Dogma bristles as it engages the audience with word and performance and he challenges them on a personal and universal level.
With a title that throws down the gauntlet and religion at the core of this personal crusade, he makes courageous casting and performance choices. He plays with the best using musical genius Charl-Johan Lingenfelder, movement whiz Ina Wichterich and a text that closes with a sentence so haunting, it lingers for days.
And then there’s the coming together of Jaco Bouwer, a director whose visual dexterity dictates his work, and wordsmith supreme Willem Anker with Samsa-Masjien, a play that in particular juggles with words as the writer engages with Kafka’s Metamorphosis. Their knock-out production Skrapnel a few years back foreshadowed their re-engagement and the pairing is combustive.

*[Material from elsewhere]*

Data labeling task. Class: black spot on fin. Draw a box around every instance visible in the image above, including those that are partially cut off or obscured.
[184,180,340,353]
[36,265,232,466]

It is overwhelming from a staging, performance and meaning perspective, but in a strange way accessible, because it presents so many entry points. The most obvious is perhaps the ageing process, the loss of dignity for those who are aware and those who are not, the disintegration of family ties, the understanding that we are all at some stage going to enter this landscape where people become invisible; of not finding the words, or shouting those that are irrelevant.
But then you are coerced to move to more metaphorical and intellectual ground as you battle with your own demons to rise above or disintegrate into a world that no one wants to claim or even recognise.
It is the way Anker relates the story and Bouwer’s visual interpretation that slide so spectacularly, one into the other, that makes this such a rewarding and robust experience.
The cast, led by Antoinette Kellerman and Gerben Kamper, both actors who relish being challenged, take that leap the play warrants and make it fly. Pierre-Henri Wicomb is part of the mix with his explosive sound.
As radical, trail-blazing theatre, it begs to be seen. This extravagant and extraordinary production is an onslaught on the senses as it invades and expands the mind.
That’s just to mention a few at the end of a festival, which also presented second runs of great productions like Wie’s Bang vir Virginia Woolf? with buxom performances by Prinsloo and Weyers, Marthinus Basson’s inspired Macbeth, Slapeloos, the burgeoning talent of the kids discovered along Route 62 mentored by Pedro Kruger and Hennie van Greunen in [email protected]#2, Laurinda Hofmeyr’s poetic music and homage with the Odeion Quartet and Zanne Stapelberg paying tribute to contemporary South African classical composers.
The arts were the winners as theatre pulled in the audiences with stories representative of a colourful nation exploring its individual voices, all fighting to be heard.
That’s how we get to understand and empathise with one another.
It was a magnificent, celebratory Klein Karoo National Arts Festival clambering out of its childhood as it embraces its artists and the way they enrich our world.